Dióxido de carbono inibe proliferação de micro-organismos em etapa de produção

A engenheira Priscila Cristina Bizam Vianna, autora da pesquisa: legislação pode avançar, sobretudo se houver interesse da indústria (Foto: Antonio Scarpinetti) Estudo de doutorado desenvolvido na Faculdade de Engenharia de Alimentos (FEA) conclui que a conservação do leite cru com dióxido de carbono (CO2) pode melhorar a estabilidade do leite UHT, que responde hoje por 75% do leite fluido consumido no Brasil. Isso porque o CO2 inibe micro-organismos na etapa de resfriamento que vão causar defeito no produto, além de prevenir a sua gelificação, que é o início de sua deterioração físico-química e um dos maiores obstáculos para a sua qualidade, segundo a autora da pesquisa, Priscila Cristina Bizam Vianna.

A gelificação é o processo em que o leite forma um gel no fundo da caixa, perdendo inclusive a sua fluidez. Isso acontece em geral durante a vida de prateleira do UHT. A legislação brasileira, no entanto, proíbe a adição de quaisquer produtos ao leite cru. A justificativa contra a adição é que ela é considerada uma fraude. O trabalho, realizado entre 2008 e 2010, foi orientado pela docente da Faculdade Mirna Gigante e financiado pela Fundação de Amparo à Pesquisa do Estado de São Paulo (Fapesp).

Na investigação, a engenheira de alimentos trabalhou com a avaliação do leite cru e do longa vida (UHT). O leite cru foi armazenado em tanques de expansão, simulando uma situação semelhante à que ocorre com produtores de leite de entrepostos de armazenamento.
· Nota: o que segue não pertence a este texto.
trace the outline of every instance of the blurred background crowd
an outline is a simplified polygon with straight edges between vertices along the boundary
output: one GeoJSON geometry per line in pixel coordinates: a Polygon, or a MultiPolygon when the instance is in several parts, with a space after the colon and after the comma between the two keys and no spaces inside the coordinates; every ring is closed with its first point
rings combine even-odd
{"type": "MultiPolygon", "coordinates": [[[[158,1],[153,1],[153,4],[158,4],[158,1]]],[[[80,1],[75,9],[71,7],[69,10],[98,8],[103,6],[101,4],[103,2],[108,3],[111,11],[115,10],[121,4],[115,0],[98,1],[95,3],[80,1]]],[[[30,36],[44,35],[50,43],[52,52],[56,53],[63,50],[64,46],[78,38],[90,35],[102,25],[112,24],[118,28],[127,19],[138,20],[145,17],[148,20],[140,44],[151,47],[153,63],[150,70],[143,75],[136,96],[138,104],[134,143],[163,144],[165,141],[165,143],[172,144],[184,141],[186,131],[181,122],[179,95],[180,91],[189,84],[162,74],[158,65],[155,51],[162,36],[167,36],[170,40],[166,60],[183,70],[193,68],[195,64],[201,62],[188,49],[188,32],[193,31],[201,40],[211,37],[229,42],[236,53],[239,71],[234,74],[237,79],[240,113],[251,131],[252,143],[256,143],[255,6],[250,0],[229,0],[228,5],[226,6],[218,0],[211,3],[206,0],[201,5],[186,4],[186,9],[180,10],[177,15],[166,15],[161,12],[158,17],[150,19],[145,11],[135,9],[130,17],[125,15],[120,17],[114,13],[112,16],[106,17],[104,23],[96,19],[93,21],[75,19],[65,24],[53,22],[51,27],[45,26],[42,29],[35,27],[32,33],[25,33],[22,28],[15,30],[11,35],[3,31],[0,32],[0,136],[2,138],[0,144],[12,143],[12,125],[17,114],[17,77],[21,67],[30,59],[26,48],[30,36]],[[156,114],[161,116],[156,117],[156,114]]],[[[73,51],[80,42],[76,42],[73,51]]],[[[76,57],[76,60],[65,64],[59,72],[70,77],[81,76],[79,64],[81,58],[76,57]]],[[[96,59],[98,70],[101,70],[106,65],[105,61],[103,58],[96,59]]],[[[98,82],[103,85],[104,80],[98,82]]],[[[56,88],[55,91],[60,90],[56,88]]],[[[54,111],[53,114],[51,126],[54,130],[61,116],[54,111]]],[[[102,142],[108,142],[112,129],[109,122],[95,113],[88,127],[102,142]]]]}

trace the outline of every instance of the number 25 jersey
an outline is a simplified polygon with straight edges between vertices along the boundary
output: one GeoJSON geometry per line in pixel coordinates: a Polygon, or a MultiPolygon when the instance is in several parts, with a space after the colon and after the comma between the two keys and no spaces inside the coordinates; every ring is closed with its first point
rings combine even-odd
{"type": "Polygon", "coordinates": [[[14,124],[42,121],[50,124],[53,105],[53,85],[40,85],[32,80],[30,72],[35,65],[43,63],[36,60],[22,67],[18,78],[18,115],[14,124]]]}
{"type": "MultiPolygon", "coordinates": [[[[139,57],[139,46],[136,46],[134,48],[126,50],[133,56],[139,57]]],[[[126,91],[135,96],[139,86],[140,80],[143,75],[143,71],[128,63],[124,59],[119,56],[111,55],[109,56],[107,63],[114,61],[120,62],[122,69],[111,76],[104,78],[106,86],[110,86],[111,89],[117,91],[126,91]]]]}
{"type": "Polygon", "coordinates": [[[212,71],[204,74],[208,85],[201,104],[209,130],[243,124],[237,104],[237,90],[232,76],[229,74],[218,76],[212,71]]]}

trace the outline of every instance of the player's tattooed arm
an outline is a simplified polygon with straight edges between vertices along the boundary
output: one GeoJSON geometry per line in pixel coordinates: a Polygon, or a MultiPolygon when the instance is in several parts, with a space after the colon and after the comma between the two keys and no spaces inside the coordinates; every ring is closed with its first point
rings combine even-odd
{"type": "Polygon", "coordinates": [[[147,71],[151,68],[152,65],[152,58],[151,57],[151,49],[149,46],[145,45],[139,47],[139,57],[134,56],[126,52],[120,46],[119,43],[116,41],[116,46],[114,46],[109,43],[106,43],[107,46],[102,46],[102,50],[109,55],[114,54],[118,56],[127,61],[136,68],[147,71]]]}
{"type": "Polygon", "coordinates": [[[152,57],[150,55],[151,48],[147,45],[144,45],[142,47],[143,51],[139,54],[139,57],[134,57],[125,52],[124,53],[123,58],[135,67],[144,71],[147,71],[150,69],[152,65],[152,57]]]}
O leite foi armazenado por seis dias, sob duas condições: uma com adição de CO2 e outra sem adição, a uma temperatura de 4ºC, que é a indicada para conservação do leite.

Decorrido esse tempo, o leite foi processado como leite UHT, que tem em sua composição 3% de gordura, 2,5% de proteínas, 12% de sólidos totais e 85% de água, sendo obtidas duas amostras para avaliação físico-química e do comportamento da vida de prateleira durante 120 dias. “Esta vida de prateleira foi estipulada com base no que é praticado no mercado, sendo contada a partir da data do seu processamento”, relata Vianna.
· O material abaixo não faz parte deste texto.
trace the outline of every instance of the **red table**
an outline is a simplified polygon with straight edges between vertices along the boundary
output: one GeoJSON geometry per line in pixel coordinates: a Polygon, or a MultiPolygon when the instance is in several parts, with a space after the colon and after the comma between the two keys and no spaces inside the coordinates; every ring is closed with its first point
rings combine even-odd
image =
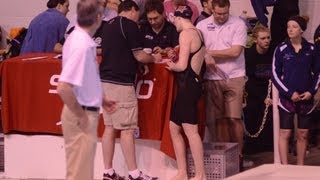
{"type": "MultiPolygon", "coordinates": [[[[56,54],[27,54],[7,59],[2,77],[2,124],[4,133],[61,135],[62,101],[56,94],[61,60],[56,54]],[[38,60],[26,58],[42,57],[38,60]]],[[[161,141],[161,150],[174,157],[169,119],[174,89],[173,74],[165,64],[150,64],[149,73],[138,76],[140,138],[161,141]]],[[[103,132],[102,116],[99,135],[103,132]]]]}

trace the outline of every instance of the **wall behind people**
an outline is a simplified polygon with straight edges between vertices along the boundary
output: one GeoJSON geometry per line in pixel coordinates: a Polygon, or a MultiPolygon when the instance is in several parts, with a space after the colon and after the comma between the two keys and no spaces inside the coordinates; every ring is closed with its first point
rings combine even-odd
{"type": "MultiPolygon", "coordinates": [[[[200,0],[190,1],[197,5],[199,11],[202,10],[200,0]]],[[[1,0],[0,27],[4,32],[3,36],[6,37],[13,27],[27,27],[36,15],[47,8],[46,2],[47,0],[1,0]]],[[[69,20],[75,16],[77,2],[78,0],[69,0],[70,12],[67,14],[69,20]]],[[[243,10],[248,11],[248,15],[254,16],[250,0],[231,0],[232,14],[240,15],[243,10]]],[[[0,44],[0,49],[3,47],[4,44],[0,44]]]]}
{"type": "Polygon", "coordinates": [[[320,1],[319,0],[300,0],[299,8],[301,15],[307,15],[310,17],[308,28],[303,36],[308,41],[313,41],[313,33],[320,24],[320,16],[318,12],[320,11],[320,1]]]}
{"type": "MultiPolygon", "coordinates": [[[[70,0],[70,12],[67,14],[67,18],[70,20],[75,16],[76,3],[78,0],[70,0]]],[[[199,11],[202,10],[200,0],[190,0],[197,5],[199,11]]],[[[247,11],[248,16],[255,16],[251,7],[250,0],[230,0],[231,1],[231,14],[240,15],[243,10],[247,11]]],[[[1,0],[0,6],[0,27],[3,31],[3,37],[6,37],[10,28],[12,27],[27,27],[30,21],[44,11],[47,0],[1,0]]],[[[312,40],[313,32],[320,23],[320,16],[317,16],[317,12],[320,11],[319,0],[300,0],[299,2],[300,12],[302,15],[308,15],[310,21],[308,23],[307,32],[304,36],[308,40],[312,40]]],[[[272,13],[272,8],[268,8],[269,13],[272,13]]],[[[270,19],[269,19],[270,21],[270,19]]],[[[5,43],[3,40],[2,43],[5,43]]],[[[0,49],[4,47],[4,44],[0,44],[0,49]]]]}
{"type": "MultiPolygon", "coordinates": [[[[28,27],[31,20],[39,13],[47,9],[48,0],[1,0],[0,5],[0,26],[3,31],[3,38],[13,27],[28,27]]],[[[70,0],[70,11],[67,18],[75,16],[78,0],[70,0]]],[[[5,43],[3,40],[2,43],[5,43]]],[[[5,44],[0,44],[2,49],[5,44]]]]}

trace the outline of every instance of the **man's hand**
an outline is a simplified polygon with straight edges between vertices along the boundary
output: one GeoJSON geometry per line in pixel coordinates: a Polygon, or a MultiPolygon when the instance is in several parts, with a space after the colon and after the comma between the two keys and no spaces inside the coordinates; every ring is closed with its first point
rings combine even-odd
{"type": "Polygon", "coordinates": [[[174,62],[172,62],[172,61],[168,61],[168,62],[167,62],[166,69],[168,69],[169,71],[174,70],[175,64],[176,64],[176,63],[174,63],[174,62]]]}
{"type": "Polygon", "coordinates": [[[165,51],[164,51],[163,49],[161,49],[161,47],[156,46],[156,47],[153,48],[152,53],[155,53],[155,54],[164,54],[165,51]]]}
{"type": "Polygon", "coordinates": [[[155,63],[162,61],[162,56],[161,56],[160,53],[158,53],[158,54],[152,54],[152,56],[154,57],[154,62],[155,62],[155,63]]]}
{"type": "Polygon", "coordinates": [[[301,100],[309,100],[309,99],[311,99],[311,97],[312,97],[312,94],[308,91],[300,94],[301,100]]]}
{"type": "Polygon", "coordinates": [[[300,97],[300,95],[299,95],[297,92],[294,92],[294,93],[292,94],[292,96],[291,96],[291,100],[292,100],[293,102],[298,102],[298,101],[301,100],[301,97],[300,97]]]}
{"type": "Polygon", "coordinates": [[[206,66],[207,66],[208,70],[211,71],[211,72],[216,72],[216,70],[217,70],[216,62],[213,59],[213,57],[211,55],[209,55],[209,54],[206,54],[204,56],[204,60],[206,62],[206,66]]]}
{"type": "Polygon", "coordinates": [[[117,102],[109,100],[108,98],[104,97],[102,107],[108,114],[112,114],[116,112],[117,108],[117,102]]]}

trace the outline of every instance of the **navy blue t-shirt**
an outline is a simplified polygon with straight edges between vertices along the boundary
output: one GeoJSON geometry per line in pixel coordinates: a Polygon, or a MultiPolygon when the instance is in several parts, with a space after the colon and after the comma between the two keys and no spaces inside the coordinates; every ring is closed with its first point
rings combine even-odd
{"type": "Polygon", "coordinates": [[[133,85],[138,61],[133,51],[142,50],[142,36],[137,23],[117,16],[108,21],[102,33],[102,82],[133,85]]]}

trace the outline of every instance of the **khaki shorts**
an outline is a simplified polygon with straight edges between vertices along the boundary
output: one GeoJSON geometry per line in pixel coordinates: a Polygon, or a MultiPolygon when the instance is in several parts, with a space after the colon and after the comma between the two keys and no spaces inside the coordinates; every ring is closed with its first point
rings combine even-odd
{"type": "Polygon", "coordinates": [[[117,102],[117,110],[108,114],[103,110],[106,126],[114,129],[134,129],[138,126],[138,101],[133,86],[102,83],[104,95],[117,102]]]}
{"type": "Polygon", "coordinates": [[[241,119],[245,77],[206,83],[207,106],[215,119],[241,119]]]}

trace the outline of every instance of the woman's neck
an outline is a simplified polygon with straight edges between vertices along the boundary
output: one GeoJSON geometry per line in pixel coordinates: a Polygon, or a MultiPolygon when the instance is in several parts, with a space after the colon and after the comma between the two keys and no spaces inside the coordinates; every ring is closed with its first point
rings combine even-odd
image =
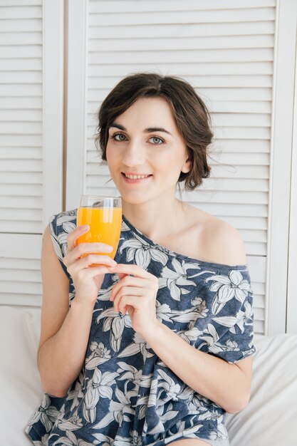
{"type": "Polygon", "coordinates": [[[162,202],[131,204],[123,202],[123,213],[140,232],[152,240],[160,240],[176,232],[184,217],[182,202],[173,197],[162,202]]]}

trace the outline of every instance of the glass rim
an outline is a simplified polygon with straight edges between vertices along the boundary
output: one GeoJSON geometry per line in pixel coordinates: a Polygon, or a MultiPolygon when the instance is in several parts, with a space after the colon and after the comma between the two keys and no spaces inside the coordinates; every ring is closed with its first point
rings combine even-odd
{"type": "Polygon", "coordinates": [[[88,195],[88,194],[83,194],[80,195],[80,199],[83,197],[88,198],[112,198],[113,199],[119,199],[120,198],[122,199],[122,197],[114,197],[113,195],[88,195]]]}

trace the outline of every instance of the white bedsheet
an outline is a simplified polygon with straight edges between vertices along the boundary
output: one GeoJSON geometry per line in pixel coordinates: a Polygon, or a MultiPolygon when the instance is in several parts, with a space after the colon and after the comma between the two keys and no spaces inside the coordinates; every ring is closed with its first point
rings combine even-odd
{"type": "MultiPolygon", "coordinates": [[[[0,446],[29,446],[24,427],[43,391],[40,309],[0,306],[0,446]]],[[[297,446],[297,336],[256,338],[251,398],[226,415],[231,446],[297,446]]]]}

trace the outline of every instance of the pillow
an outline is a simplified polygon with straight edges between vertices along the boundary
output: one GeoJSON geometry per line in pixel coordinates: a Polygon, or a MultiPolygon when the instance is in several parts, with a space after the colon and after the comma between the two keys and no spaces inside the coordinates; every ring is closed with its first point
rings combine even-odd
{"type": "Polygon", "coordinates": [[[297,445],[297,335],[255,336],[251,400],[226,414],[231,446],[297,445]]]}
{"type": "Polygon", "coordinates": [[[0,306],[0,443],[32,446],[24,428],[43,395],[36,366],[41,309],[0,306]]]}

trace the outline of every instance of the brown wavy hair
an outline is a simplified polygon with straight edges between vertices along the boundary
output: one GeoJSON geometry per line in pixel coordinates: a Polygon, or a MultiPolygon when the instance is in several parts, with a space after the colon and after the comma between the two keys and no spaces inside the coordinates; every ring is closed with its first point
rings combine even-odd
{"type": "Polygon", "coordinates": [[[98,114],[95,144],[106,161],[108,130],[115,118],[140,98],[162,98],[170,105],[177,129],[183,138],[191,161],[191,170],[180,173],[186,190],[194,190],[208,178],[207,147],[214,134],[211,118],[204,103],[193,87],[177,76],[137,73],[124,78],[103,100],[98,114]]]}

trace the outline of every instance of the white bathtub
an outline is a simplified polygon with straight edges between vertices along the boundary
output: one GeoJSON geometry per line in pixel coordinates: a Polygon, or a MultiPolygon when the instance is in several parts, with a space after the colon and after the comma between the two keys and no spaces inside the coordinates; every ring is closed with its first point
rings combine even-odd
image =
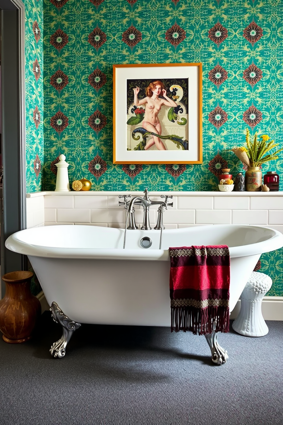
{"type": "MultiPolygon", "coordinates": [[[[217,225],[160,231],[124,231],[91,226],[53,226],[11,235],[5,245],[27,255],[40,283],[62,337],[52,346],[64,357],[81,323],[169,326],[171,308],[168,247],[227,245],[230,258],[230,309],[235,307],[261,254],[283,246],[283,235],[259,226],[217,225]],[[152,244],[142,248],[147,237],[152,244]]],[[[205,335],[215,364],[227,351],[218,333],[205,335]]]]}
{"type": "Polygon", "coordinates": [[[50,226],[17,232],[8,249],[28,256],[49,305],[82,323],[170,326],[169,246],[226,244],[231,257],[231,311],[261,254],[283,246],[268,228],[216,225],[160,231],[50,226]],[[144,236],[152,241],[145,249],[144,236]]]}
Os experimentos da tese não foram feitos em embalagens cartonadas, por não se dispor deste tipo de envase. “Trabalhamos com sacos plásticos de polietileno, como os usados para o leite pasteurizado, porém com o envase asséptico, que mantém a esterilidade deste produto como se ele estivesse numa caixa de leite UHT”, descreve Vianna.
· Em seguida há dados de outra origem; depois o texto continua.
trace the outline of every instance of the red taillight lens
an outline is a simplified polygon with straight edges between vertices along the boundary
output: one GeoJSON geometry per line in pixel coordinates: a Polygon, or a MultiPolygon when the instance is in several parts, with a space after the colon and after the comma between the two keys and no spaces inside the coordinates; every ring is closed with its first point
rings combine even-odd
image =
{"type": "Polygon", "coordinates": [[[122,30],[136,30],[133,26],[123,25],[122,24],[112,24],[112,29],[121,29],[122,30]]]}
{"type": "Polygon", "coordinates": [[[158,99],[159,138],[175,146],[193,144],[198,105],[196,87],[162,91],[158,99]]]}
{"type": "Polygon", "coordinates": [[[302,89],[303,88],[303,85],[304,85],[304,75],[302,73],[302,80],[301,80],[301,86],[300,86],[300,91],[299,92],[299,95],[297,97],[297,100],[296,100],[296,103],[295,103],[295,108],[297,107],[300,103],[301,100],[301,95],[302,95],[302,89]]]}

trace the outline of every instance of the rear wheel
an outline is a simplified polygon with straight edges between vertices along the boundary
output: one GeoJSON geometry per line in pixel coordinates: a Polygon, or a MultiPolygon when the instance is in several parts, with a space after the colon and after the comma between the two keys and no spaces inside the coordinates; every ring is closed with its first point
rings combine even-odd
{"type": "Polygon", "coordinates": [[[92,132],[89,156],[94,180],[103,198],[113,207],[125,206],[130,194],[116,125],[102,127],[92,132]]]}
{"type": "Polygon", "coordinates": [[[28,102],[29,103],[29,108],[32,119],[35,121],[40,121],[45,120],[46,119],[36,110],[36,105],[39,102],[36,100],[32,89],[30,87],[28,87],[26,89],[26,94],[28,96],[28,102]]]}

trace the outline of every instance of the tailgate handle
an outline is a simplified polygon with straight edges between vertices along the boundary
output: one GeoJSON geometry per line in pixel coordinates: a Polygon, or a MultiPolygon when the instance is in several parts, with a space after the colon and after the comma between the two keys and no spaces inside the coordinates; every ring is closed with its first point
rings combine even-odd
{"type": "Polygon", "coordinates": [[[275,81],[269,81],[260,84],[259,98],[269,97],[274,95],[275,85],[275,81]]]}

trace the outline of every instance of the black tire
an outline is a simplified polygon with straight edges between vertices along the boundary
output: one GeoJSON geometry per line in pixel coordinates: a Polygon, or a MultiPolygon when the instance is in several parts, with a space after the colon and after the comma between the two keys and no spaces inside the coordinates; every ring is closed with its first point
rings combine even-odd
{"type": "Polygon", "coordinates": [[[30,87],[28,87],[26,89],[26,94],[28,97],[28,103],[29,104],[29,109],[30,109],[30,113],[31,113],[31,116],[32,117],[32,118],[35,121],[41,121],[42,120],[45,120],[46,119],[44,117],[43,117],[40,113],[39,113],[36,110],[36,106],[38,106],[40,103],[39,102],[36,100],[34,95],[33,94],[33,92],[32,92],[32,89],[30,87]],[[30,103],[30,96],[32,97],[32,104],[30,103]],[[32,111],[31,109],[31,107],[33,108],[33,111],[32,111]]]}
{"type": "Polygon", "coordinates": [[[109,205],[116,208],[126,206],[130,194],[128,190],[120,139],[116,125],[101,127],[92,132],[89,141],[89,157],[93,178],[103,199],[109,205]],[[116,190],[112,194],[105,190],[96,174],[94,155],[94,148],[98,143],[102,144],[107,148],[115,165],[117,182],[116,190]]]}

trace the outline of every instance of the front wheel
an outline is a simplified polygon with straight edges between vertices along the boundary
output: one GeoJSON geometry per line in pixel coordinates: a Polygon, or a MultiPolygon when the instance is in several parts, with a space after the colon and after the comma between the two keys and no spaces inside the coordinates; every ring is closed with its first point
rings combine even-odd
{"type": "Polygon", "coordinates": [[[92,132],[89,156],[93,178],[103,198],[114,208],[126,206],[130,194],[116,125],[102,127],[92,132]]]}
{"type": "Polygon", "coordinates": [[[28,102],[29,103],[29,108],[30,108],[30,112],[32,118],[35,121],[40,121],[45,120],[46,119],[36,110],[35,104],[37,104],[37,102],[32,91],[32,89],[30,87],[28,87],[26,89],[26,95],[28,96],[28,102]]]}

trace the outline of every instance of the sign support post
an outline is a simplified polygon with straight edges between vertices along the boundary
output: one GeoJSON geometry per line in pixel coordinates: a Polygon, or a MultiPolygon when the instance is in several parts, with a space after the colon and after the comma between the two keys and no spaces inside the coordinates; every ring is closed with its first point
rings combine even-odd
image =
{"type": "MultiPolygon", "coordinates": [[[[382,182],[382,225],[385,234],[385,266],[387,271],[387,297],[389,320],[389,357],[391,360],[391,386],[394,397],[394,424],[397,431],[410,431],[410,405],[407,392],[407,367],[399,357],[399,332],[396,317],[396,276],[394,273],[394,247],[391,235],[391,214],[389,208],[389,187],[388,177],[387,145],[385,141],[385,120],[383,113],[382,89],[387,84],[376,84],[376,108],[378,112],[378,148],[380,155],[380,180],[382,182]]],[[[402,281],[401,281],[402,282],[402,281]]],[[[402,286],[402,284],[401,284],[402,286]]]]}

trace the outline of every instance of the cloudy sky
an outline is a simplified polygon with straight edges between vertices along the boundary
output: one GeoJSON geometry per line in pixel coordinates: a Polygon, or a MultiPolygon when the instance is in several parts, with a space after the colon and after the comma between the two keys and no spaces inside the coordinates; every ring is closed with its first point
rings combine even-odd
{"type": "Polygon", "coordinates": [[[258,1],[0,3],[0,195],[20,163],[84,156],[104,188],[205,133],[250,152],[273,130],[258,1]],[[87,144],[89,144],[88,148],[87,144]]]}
O que faz o leite UHT ser o mais consumido no Brasil, aponta ela, é que ele não somente consegue ser conservado em temperatura ambiente, mas também tem uma vida de prateleira maior. Comparando-se o leite UHT com o leite pasteurizado, em que a vida de prateleira é de no máximo dez dias, Vianna atesta que este último não é a realidade do mercado nacional. “O leite UHT entrou com grande força no mercado na década de 90, pois não tem necessidade de ser conservado na geladeira”, constata Mirna. Ele respondia por uma pequena fatia do mercado: 4%. Hoje detém quase 80%. É um crescimento elevado em sua avaliação, justamente porque o tratamento térmico aplicado a esse produto, desde que embalado adequadamente, permite a sua conservação por até 180 dias.

Micro-organismos

Teoricamente, é sabido que o dióxido de carbono pode ser empregado no leite cru para inibir o desenvolvimento de micro-organismos. Quando adicionado ao leite, ele abaixa o seu pH. No processo desenvolvido por Vianna, o CO2 é eliminado do leite antes do processamento e após a conservação, voltando ao seu pH normal. “O leite normal apresenta uma faixa de variação de pH entre 6,7 e 6,8. Então abaixamos dessa faixa para um pH 6,2”, relata Vianna.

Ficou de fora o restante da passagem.